• MANIAC

    MATEYEVIC

  • Maniac

    Maniac is a three-track EP released on June 9th, 2018, expanding the early foundation of MATEYEVIC’s work. If Psycho was an inward glance — raw survival carved out of solitude — Maniac looks outward, louder and more confrontational, carrying the same scars but showing them in the light. The record dwells on absence, broken ties, and the resolve to step beyond repetition, turning grief and exhaustion into sharp-edged clarity.

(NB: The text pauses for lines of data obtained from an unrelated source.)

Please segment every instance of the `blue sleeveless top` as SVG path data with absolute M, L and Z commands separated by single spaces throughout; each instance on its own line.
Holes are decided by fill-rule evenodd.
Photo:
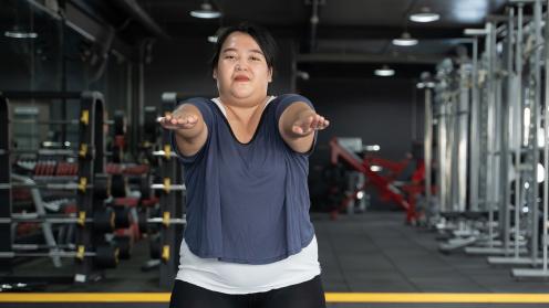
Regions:
M 207 98 L 191 98 L 208 127 L 204 147 L 183 156 L 187 187 L 185 242 L 204 258 L 242 264 L 268 264 L 299 253 L 314 235 L 309 216 L 307 153 L 293 151 L 282 139 L 278 121 L 300 95 L 281 95 L 263 109 L 248 144 L 239 142 L 219 107 Z M 314 137 L 317 139 L 317 136 Z

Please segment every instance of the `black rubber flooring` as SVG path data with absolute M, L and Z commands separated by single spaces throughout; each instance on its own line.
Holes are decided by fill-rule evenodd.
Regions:
M 327 293 L 528 293 L 549 294 L 547 280 L 520 280 L 510 268 L 494 267 L 481 256 L 437 251 L 436 234 L 404 224 L 404 213 L 341 215 L 331 221 L 313 214 L 322 279 Z M 169 291 L 158 287 L 158 272 L 143 273 L 147 246 L 107 272 L 102 282 L 85 285 L 48 285 L 43 291 Z M 45 264 L 44 264 L 45 263 Z M 48 261 L 32 262 L 19 273 L 48 273 Z M 71 266 L 64 270 L 70 273 Z M 60 272 L 56 270 L 59 274 Z M 1 304 L 0 307 L 167 307 L 167 304 Z M 328 307 L 549 307 L 549 304 L 342 304 Z

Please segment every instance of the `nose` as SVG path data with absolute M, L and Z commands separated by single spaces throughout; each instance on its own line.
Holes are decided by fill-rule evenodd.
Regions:
M 235 70 L 236 70 L 236 71 L 246 71 L 246 70 L 248 70 L 248 68 L 246 67 L 246 64 L 245 64 L 245 63 L 242 63 L 242 62 L 240 62 L 240 61 L 239 61 L 239 62 L 237 62 L 237 64 L 235 65 Z

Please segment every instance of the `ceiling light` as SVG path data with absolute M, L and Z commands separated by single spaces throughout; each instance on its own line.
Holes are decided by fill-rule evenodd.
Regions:
M 13 26 L 11 30 L 7 30 L 3 32 L 3 35 L 12 39 L 37 39 L 38 34 L 37 32 L 32 31 L 23 31 L 19 29 L 19 26 Z
M 208 1 L 204 1 L 200 4 L 199 10 L 190 11 L 190 15 L 195 18 L 213 19 L 213 18 L 220 18 L 221 12 L 214 10 L 214 7 L 211 7 L 211 4 Z
M 429 8 L 422 8 L 421 12 L 411 14 L 410 20 L 414 22 L 433 22 L 441 19 L 441 15 L 433 13 Z
M 417 45 L 417 40 L 412 39 L 408 32 L 403 32 L 401 38 L 393 40 L 393 45 L 396 46 L 414 46 Z
M 387 65 L 383 65 L 383 67 L 375 70 L 374 74 L 380 77 L 390 77 L 394 75 L 394 70 L 389 68 Z

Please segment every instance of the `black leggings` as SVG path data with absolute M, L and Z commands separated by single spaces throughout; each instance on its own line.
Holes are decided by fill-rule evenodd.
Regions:
M 325 308 L 320 276 L 265 293 L 232 295 L 175 280 L 169 308 Z

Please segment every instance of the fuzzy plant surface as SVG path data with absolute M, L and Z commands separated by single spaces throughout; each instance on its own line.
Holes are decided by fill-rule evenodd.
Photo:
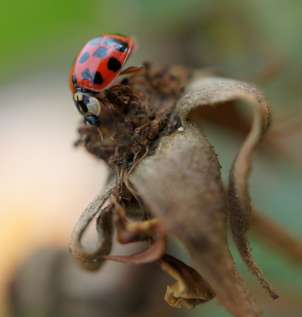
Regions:
M 76 145 L 104 160 L 115 177 L 76 224 L 74 256 L 92 270 L 106 260 L 157 261 L 176 280 L 164 296 L 170 305 L 192 309 L 216 296 L 236 317 L 261 316 L 229 249 L 228 227 L 243 261 L 273 300 L 278 295 L 252 254 L 250 226 L 302 262 L 301 243 L 252 210 L 248 178 L 253 152 L 270 124 L 267 101 L 253 84 L 180 66 L 153 70 L 146 63 L 138 74 L 117 83 L 125 88 L 100 93 L 114 108 L 101 105 L 99 128 L 82 123 L 79 128 Z M 238 100 L 251 109 L 251 124 L 237 112 Z M 213 147 L 195 123 L 202 109 L 213 107 L 221 110 L 214 121 L 233 116 L 231 128 L 247 133 L 226 184 Z M 98 242 L 89 248 L 81 240 L 94 219 Z M 119 243 L 145 241 L 145 249 L 110 254 L 114 229 Z M 199 268 L 165 253 L 169 235 L 182 242 Z

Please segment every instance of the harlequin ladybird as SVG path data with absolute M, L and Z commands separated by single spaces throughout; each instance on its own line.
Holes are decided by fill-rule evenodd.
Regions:
M 76 107 L 84 116 L 84 121 L 94 126 L 100 125 L 97 116 L 102 100 L 95 95 L 108 89 L 121 73 L 128 56 L 135 49 L 131 37 L 103 34 L 90 40 L 75 58 L 71 68 L 70 85 Z M 140 67 L 131 67 L 124 74 L 137 71 Z M 107 100 L 103 100 L 108 107 Z

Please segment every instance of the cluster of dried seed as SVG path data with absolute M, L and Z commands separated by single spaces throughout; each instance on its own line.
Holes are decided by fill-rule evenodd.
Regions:
M 193 308 L 216 295 L 236 317 L 260 317 L 261 313 L 229 249 L 227 228 L 229 225 L 247 266 L 272 298 L 278 298 L 253 258 L 247 236 L 252 213 L 247 179 L 253 153 L 269 124 L 268 107 L 257 90 L 246 83 L 202 76 L 188 83 L 191 74 L 180 67 L 152 72 L 146 64 L 139 75 L 120 83 L 126 85 L 125 89 L 101 93 L 114 108 L 102 108 L 103 139 L 97 129 L 82 125 L 77 144 L 111 167 L 116 180 L 80 217 L 72 236 L 72 252 L 90 269 L 98 268 L 105 259 L 135 264 L 157 261 L 177 281 L 167 288 L 164 298 L 170 305 Z M 192 87 L 195 91 L 190 92 Z M 184 92 L 190 93 L 179 100 Z M 209 106 L 234 110 L 231 103 L 236 100 L 245 101 L 253 115 L 227 185 L 222 180 L 213 147 L 188 118 L 195 121 L 192 114 Z M 222 113 L 225 116 L 226 112 Z M 109 204 L 104 207 L 108 198 Z M 129 216 L 138 214 L 142 221 L 130 220 Z M 82 245 L 82 236 L 97 215 L 98 243 L 89 249 Z M 256 219 L 253 227 L 260 236 L 268 238 L 263 231 L 269 227 L 275 235 L 265 218 Z M 110 255 L 112 224 L 119 242 L 145 241 L 147 248 L 130 256 Z M 293 247 L 287 248 L 287 252 L 300 259 L 296 249 L 302 252 L 302 244 L 282 233 L 286 241 L 283 247 L 294 246 L 294 251 Z M 206 280 L 164 254 L 168 234 L 182 241 Z

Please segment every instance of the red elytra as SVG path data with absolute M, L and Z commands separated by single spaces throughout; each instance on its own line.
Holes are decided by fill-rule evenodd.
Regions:
M 134 51 L 131 37 L 103 34 L 90 40 L 78 53 L 71 68 L 70 88 L 83 87 L 96 92 L 108 88 Z

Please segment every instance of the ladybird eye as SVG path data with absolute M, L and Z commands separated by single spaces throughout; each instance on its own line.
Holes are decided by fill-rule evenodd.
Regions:
M 101 105 L 100 101 L 95 97 L 89 97 L 87 105 L 89 112 L 98 116 L 101 112 Z
M 84 116 L 84 122 L 85 124 L 88 124 L 90 126 L 92 126 L 97 128 L 101 125 L 101 121 L 100 118 L 96 116 Z
M 78 111 L 81 114 L 92 113 L 98 116 L 101 112 L 99 100 L 91 95 L 76 92 L 74 95 L 74 101 Z

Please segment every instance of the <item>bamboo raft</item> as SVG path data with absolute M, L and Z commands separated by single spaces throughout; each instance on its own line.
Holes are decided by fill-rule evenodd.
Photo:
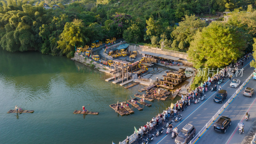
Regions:
M 172 94 L 172 95 L 171 96 L 171 97 L 169 98 L 169 99 L 170 99 L 172 100 L 173 100 L 176 97 L 176 96 L 177 96 L 177 95 L 179 93 L 179 92 L 173 92 L 173 94 Z
M 136 98 L 136 99 L 137 99 Z M 130 103 L 132 105 L 132 106 L 133 106 L 133 107 L 135 107 L 135 108 L 137 108 L 137 109 L 138 109 L 138 110 L 142 110 L 143 109 L 142 108 L 141 108 L 140 107 L 139 105 L 138 105 L 137 104 L 135 103 L 135 101 L 136 101 L 136 100 L 134 100 L 134 102 L 133 102 L 133 103 L 132 103 L 132 99 L 129 100 L 128 100 L 127 101 L 128 101 L 128 102 L 129 102 L 129 103 Z M 132 100 L 134 100 L 134 99 L 132 99 Z
M 138 90 L 139 92 L 142 92 L 145 90 L 149 90 L 151 89 L 152 87 L 155 87 L 156 86 L 156 84 L 150 84 L 148 86 L 147 86 L 144 88 L 142 88 L 140 90 Z
M 134 99 L 133 99 L 133 100 L 135 100 L 135 101 L 137 101 L 137 102 L 140 103 L 140 104 L 142 104 L 143 105 L 144 105 L 145 106 L 147 106 L 148 107 L 150 107 L 150 106 L 151 106 L 151 104 L 148 104 L 148 103 L 147 103 L 146 102 L 143 102 L 142 101 L 142 100 L 141 100 L 141 100 L 139 100 L 139 99 L 137 99 L 137 98 L 134 98 Z
M 134 112 L 133 111 L 132 111 L 132 109 L 129 107 L 129 106 L 125 106 L 126 107 L 125 107 L 125 106 L 123 106 L 123 108 L 121 108 L 121 104 L 120 103 L 118 103 L 118 105 L 119 106 L 119 110 L 116 110 L 117 108 L 116 104 L 110 105 L 109 105 L 109 106 L 112 108 L 114 109 L 114 110 L 115 111 L 116 111 L 116 112 L 120 114 L 120 115 L 121 116 L 129 115 L 130 114 Z M 130 111 L 127 110 L 127 109 L 129 110 L 129 111 Z
M 34 110 L 20 110 L 19 112 L 17 112 L 16 110 L 10 109 L 10 110 L 7 112 L 7 113 L 32 113 L 34 112 Z
M 140 84 L 139 82 L 135 82 L 135 83 L 134 83 L 131 84 L 130 84 L 129 85 L 127 86 L 124 87 L 125 89 L 128 89 L 128 88 L 130 88 L 131 87 L 134 86 L 134 85 L 137 85 L 137 84 Z
M 82 110 L 76 110 L 73 113 L 74 114 L 88 114 L 90 115 L 98 115 L 99 114 L 99 112 L 92 112 L 91 111 L 87 111 L 84 113 Z
M 140 98 L 141 99 L 143 99 L 143 97 L 141 95 L 140 95 L 138 94 L 138 93 L 136 93 L 134 95 L 134 96 L 136 97 L 138 97 Z M 152 98 L 148 98 L 147 97 L 146 97 L 145 99 L 145 100 L 148 100 L 149 101 L 152 101 L 154 100 L 154 99 L 152 99 Z

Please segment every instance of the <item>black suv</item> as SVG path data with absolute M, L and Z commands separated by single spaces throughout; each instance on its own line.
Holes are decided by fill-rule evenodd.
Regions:
M 226 130 L 231 125 L 231 119 L 226 116 L 219 118 L 214 124 L 213 129 L 217 132 L 226 132 Z
M 224 98 L 226 99 L 228 93 L 227 93 L 227 91 L 221 90 L 218 92 L 217 94 L 215 95 L 215 97 L 213 98 L 213 101 L 222 103 Z
M 192 124 L 188 124 L 182 129 L 175 139 L 175 144 L 188 143 L 192 138 L 195 137 L 196 128 Z

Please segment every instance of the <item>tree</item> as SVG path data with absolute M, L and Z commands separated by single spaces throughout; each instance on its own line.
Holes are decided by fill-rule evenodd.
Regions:
M 139 27 L 135 24 L 133 24 L 127 29 L 124 30 L 123 36 L 128 43 L 137 44 L 141 40 L 142 37 L 142 34 L 140 32 Z
M 179 24 L 179 26 L 177 27 L 172 32 L 172 36 L 178 43 L 180 48 L 188 49 L 189 43 L 193 40 L 193 36 L 196 32 L 201 31 L 206 26 L 206 24 L 204 21 L 197 19 L 195 15 L 186 15 L 182 20 L 183 21 Z M 181 44 L 180 44 L 180 43 Z
M 212 23 L 195 35 L 188 52 L 189 61 L 197 68 L 225 67 L 244 53 L 248 35 L 239 28 Z
M 153 36 L 159 37 L 162 33 L 162 26 L 161 22 L 155 20 L 153 18 L 150 18 L 148 20 L 146 20 L 147 30 L 146 35 L 144 36 L 144 39 L 147 40 L 151 39 Z
M 252 45 L 253 47 L 253 52 L 256 52 L 256 38 L 254 38 L 253 40 L 254 41 L 254 43 Z M 256 52 L 253 52 L 252 54 L 252 56 L 253 57 L 254 60 L 253 60 L 250 63 L 250 66 L 251 67 L 253 67 L 254 68 L 256 68 L 256 61 L 255 61 L 255 59 L 256 59 Z
M 75 46 L 83 45 L 88 42 L 89 38 L 84 35 L 85 30 L 80 20 L 75 19 L 71 22 L 67 22 L 63 32 L 59 36 L 58 48 L 63 51 L 68 57 L 73 56 Z

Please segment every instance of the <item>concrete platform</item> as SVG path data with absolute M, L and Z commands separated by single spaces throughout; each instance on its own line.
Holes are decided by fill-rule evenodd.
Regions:
M 123 79 L 123 81 L 126 81 L 127 79 L 127 77 L 124 77 Z M 118 83 L 119 83 L 122 81 L 122 79 L 121 78 L 119 78 L 119 80 L 116 80 L 115 81 L 113 81 L 112 82 L 114 84 L 117 84 Z
M 110 78 L 108 78 L 107 79 L 105 79 L 105 81 L 106 81 L 107 82 L 108 82 L 108 81 L 111 81 L 111 80 L 113 80 L 114 79 L 115 79 L 115 77 L 111 77 Z
M 128 80 L 128 81 L 126 81 L 126 82 L 124 82 L 124 83 L 120 84 L 119 85 L 121 85 L 121 86 L 123 86 L 123 85 L 124 85 L 124 84 L 127 84 L 129 83 L 131 83 L 131 82 L 132 82 L 133 81 L 133 79 L 131 79 L 130 80 Z

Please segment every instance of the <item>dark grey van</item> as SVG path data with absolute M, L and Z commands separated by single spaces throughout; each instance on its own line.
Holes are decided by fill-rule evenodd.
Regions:
M 192 124 L 187 124 L 182 128 L 175 139 L 175 143 L 187 144 L 195 137 L 196 128 Z

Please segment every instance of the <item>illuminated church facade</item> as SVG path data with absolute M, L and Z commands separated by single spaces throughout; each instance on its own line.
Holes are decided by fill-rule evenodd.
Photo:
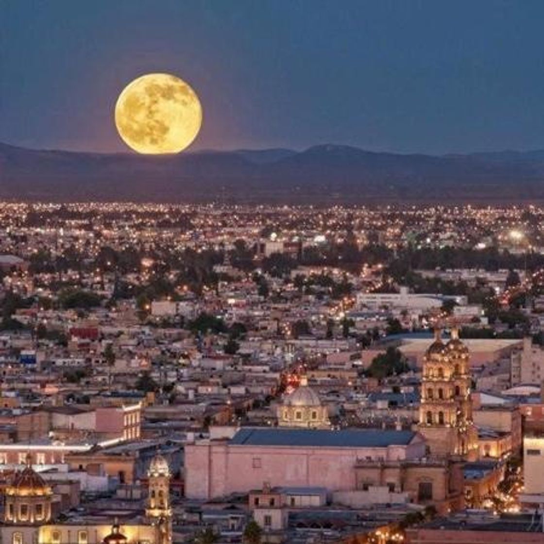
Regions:
M 444 343 L 437 329 L 423 358 L 418 430 L 430 456 L 473 461 L 478 432 L 472 421 L 468 350 L 456 328 Z
M 53 491 L 32 468 L 16 474 L 4 492 L 2 544 L 171 544 L 170 473 L 166 460 L 157 454 L 148 472 L 149 490 L 144 523 L 97 524 L 52 517 Z

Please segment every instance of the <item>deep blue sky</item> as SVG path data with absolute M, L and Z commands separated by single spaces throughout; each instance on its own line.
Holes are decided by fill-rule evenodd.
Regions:
M 544 148 L 542 0 L 2 0 L 0 141 L 121 151 L 124 85 L 201 97 L 193 149 Z

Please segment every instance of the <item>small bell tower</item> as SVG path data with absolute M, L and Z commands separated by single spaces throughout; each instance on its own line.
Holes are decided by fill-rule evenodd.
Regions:
M 145 514 L 155 527 L 157 544 L 171 544 L 172 510 L 170 508 L 170 471 L 160 454 L 152 459 L 147 471 L 149 497 Z

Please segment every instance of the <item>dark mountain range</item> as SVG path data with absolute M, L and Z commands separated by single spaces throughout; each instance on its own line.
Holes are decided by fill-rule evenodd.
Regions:
M 319 145 L 171 156 L 0 144 L 0 198 L 344 202 L 544 201 L 544 151 L 434 156 Z

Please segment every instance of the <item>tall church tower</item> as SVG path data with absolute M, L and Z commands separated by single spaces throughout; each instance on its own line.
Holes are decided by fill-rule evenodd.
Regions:
M 157 454 L 147 471 L 149 497 L 145 514 L 156 528 L 156 544 L 171 544 L 172 510 L 170 504 L 170 467 L 166 460 Z
M 468 350 L 456 328 L 444 344 L 441 331 L 423 358 L 418 428 L 431 457 L 476 459 L 478 434 L 472 422 Z

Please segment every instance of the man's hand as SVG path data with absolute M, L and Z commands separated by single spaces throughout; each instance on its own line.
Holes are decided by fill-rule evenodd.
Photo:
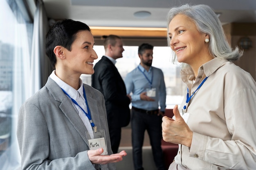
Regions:
M 180 114 L 178 106 L 173 108 L 175 120 L 167 116 L 163 117 L 162 131 L 163 139 L 168 142 L 191 146 L 193 132 Z
M 140 99 L 142 100 L 146 100 L 147 101 L 154 101 L 155 99 L 153 99 L 151 97 L 149 97 L 147 95 L 147 92 L 142 92 L 140 93 L 139 95 L 140 97 Z
M 89 159 L 92 163 L 105 164 L 119 162 L 123 160 L 123 157 L 127 155 L 124 150 L 122 150 L 119 153 L 110 155 L 101 155 L 101 154 L 103 151 L 102 148 L 96 150 L 88 150 L 87 154 Z
M 158 112 L 158 113 L 157 114 L 157 116 L 160 116 L 161 115 L 162 116 L 164 116 L 164 112 L 159 110 L 159 111 Z

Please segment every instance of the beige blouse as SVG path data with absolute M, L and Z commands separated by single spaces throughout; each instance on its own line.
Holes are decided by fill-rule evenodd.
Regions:
M 255 170 L 256 85 L 250 74 L 216 58 L 199 68 L 193 84 L 190 68 L 181 75 L 190 95 L 208 78 L 188 104 L 192 144 L 179 145 L 175 163 L 189 170 Z M 186 89 L 181 114 L 186 94 Z

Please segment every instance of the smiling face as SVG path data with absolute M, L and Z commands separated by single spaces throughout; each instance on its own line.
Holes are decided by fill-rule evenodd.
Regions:
M 98 56 L 93 49 L 94 39 L 88 30 L 77 32 L 72 44 L 71 51 L 64 48 L 64 69 L 67 73 L 77 75 L 92 74 L 94 73 L 93 62 Z
M 111 46 L 111 50 L 113 58 L 117 59 L 123 57 L 123 52 L 124 49 L 123 47 L 123 42 L 121 39 L 116 38 L 116 44 L 115 46 Z
M 179 62 L 193 65 L 201 62 L 204 56 L 208 56 L 208 45 L 206 45 L 204 40 L 209 36 L 200 32 L 189 17 L 176 15 L 170 22 L 168 29 L 169 45 Z
M 140 58 L 141 65 L 144 67 L 147 66 L 150 67 L 152 65 L 153 50 L 146 49 L 143 51 L 142 55 L 139 54 L 139 56 Z

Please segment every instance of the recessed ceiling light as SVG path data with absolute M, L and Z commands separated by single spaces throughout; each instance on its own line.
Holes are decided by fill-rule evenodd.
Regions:
M 151 14 L 150 12 L 147 11 L 139 11 L 136 12 L 133 14 L 134 16 L 139 18 L 145 18 L 148 17 Z

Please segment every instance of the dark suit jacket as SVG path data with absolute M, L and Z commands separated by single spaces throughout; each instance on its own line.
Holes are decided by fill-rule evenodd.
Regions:
M 118 128 L 127 126 L 130 122 L 130 100 L 126 96 L 124 80 L 117 69 L 107 57 L 103 56 L 94 67 L 92 86 L 104 95 L 108 126 Z

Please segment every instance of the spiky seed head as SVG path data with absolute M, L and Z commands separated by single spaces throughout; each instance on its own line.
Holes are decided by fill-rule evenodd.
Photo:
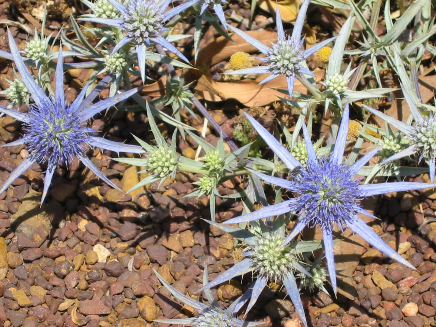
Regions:
M 41 60 L 47 52 L 47 45 L 44 40 L 34 38 L 26 43 L 24 52 L 30 59 L 36 61 Z
M 243 69 L 251 67 L 252 65 L 252 57 L 246 52 L 238 51 L 232 55 L 228 64 L 232 70 Z
M 344 92 L 348 89 L 349 81 L 347 77 L 341 74 L 327 76 L 325 82 L 327 90 L 335 95 Z
M 355 217 L 360 208 L 359 180 L 349 168 L 320 157 L 317 162 L 309 160 L 294 177 L 300 194 L 296 209 L 307 225 L 331 231 L 335 223 L 342 226 Z
M 374 126 L 375 127 L 377 127 L 376 125 L 373 124 L 371 124 L 371 126 Z M 371 135 L 371 136 L 373 136 L 375 137 L 377 137 L 378 139 L 380 139 L 381 140 L 383 138 L 383 135 L 381 134 L 378 134 L 377 132 L 375 132 L 372 129 L 370 129 L 369 128 L 367 128 L 365 129 L 365 133 L 368 134 L 368 135 Z
M 362 130 L 362 125 L 357 120 L 348 122 L 348 133 L 347 134 L 347 140 L 355 142 L 360 135 L 359 132 Z
M 315 288 L 320 287 L 324 285 L 327 280 L 327 269 L 319 263 L 314 263 L 307 269 L 307 271 L 311 276 L 308 276 L 302 272 L 298 274 L 300 278 L 300 283 L 303 287 L 312 290 Z
M 57 103 L 51 107 L 31 106 L 28 115 L 23 138 L 37 162 L 68 164 L 87 150 L 87 131 L 80 118 L 68 108 Z
M 422 121 L 412 126 L 410 139 L 419 147 L 422 157 L 434 158 L 436 156 L 436 115 L 422 118 Z
M 148 153 L 146 167 L 151 173 L 160 178 L 167 177 L 176 168 L 174 153 L 167 146 L 157 146 Z
M 102 18 L 116 18 L 119 12 L 108 0 L 97 0 L 94 3 L 94 13 Z
M 294 147 L 292 149 L 291 154 L 294 158 L 303 165 L 305 164 L 305 163 L 309 159 L 307 149 L 306 148 L 306 144 L 303 142 L 296 142 L 294 145 Z
M 215 150 L 206 154 L 203 161 L 206 167 L 211 170 L 219 171 L 222 168 L 224 160 L 220 155 L 219 151 Z
M 318 59 L 323 62 L 328 62 L 330 55 L 331 54 L 331 51 L 332 48 L 330 47 L 323 47 L 318 50 L 318 52 L 317 53 Z
M 9 87 L 6 89 L 6 95 L 13 105 L 20 105 L 29 101 L 30 93 L 24 83 L 17 78 L 9 82 Z
M 154 0 L 132 0 L 121 15 L 121 26 L 136 44 L 148 44 L 162 31 L 164 15 Z
M 197 317 L 197 327 L 234 327 L 232 317 L 218 308 L 209 307 Z
M 127 57 L 122 51 L 105 56 L 104 64 L 110 72 L 120 74 L 127 65 Z
M 296 258 L 288 243 L 283 246 L 285 237 L 280 233 L 269 232 L 257 238 L 255 245 L 247 247 L 255 271 L 260 276 L 276 282 L 293 269 Z
M 212 189 L 216 186 L 217 180 L 213 177 L 204 175 L 199 178 L 198 181 L 195 184 L 200 187 L 201 190 L 208 194 Z
M 380 156 L 380 161 L 383 161 L 391 156 L 399 152 L 404 149 L 405 145 L 405 140 L 402 138 L 400 134 L 385 136 L 380 143 L 382 148 L 378 153 Z
M 266 57 L 271 74 L 288 77 L 298 72 L 298 64 L 303 58 L 301 44 L 290 40 L 279 40 L 273 44 Z

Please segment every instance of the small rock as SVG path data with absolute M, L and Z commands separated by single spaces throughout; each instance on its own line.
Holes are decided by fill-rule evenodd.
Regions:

    The EP begins with “A Place Without You”, a song of release disguised as heartbreak. Its verses trace the collapse of promises “turned to stone” and nights filled with “the same old set of lies,” but instead of surrendering, the track insists on escape. The chorus — “I want to find a place without you” — repeats like a vow, hammering independence into being. What could have been a lament becomes instead a statement of freedom, setting the tone for what follows.

    From there, “Papa” reaches deeper, into a silence that never left. It is an address to an absent father, spoken half as confession, half as ritual. “I called, but not out loud / I searched, but not in crowds” — words that circle the wound without resolving it. The track lingers in that paradox where absence still haunts like presence, where loss continues to shape the nights. Its refrain does not break open; it drifts, heavy and unsettled, like a shadow that refuses to move.

    The closing track, “I Won’t Repeat”, gathers the exhaustion of cycles and brings it to an end. It is the longest and most resolute piece on the record, admitting the weight of everything tried and lost: “I’m out of lines, nothing new to say we haven’t said a hundred times.” Yet within its fatigue lies renewal, a choice to stop replaying the same mistakes and begin again, “teaching myself a different hope.” By the time the chorus declares “That’s why I won’t repeat,” the refusal feels not bitter but liberated, a boundary drawn with finality.

    Taken together, the three songs form an answer to Psycho’s first statement. Where that record embraced solitude as strength, Maniac confronts the ties that wound and chooses not to carry them forward. It is not polished or reconciled, but it is sharper, more defiant — a voice that refuses silence, insists on survival, and claims power in the act of not turning back.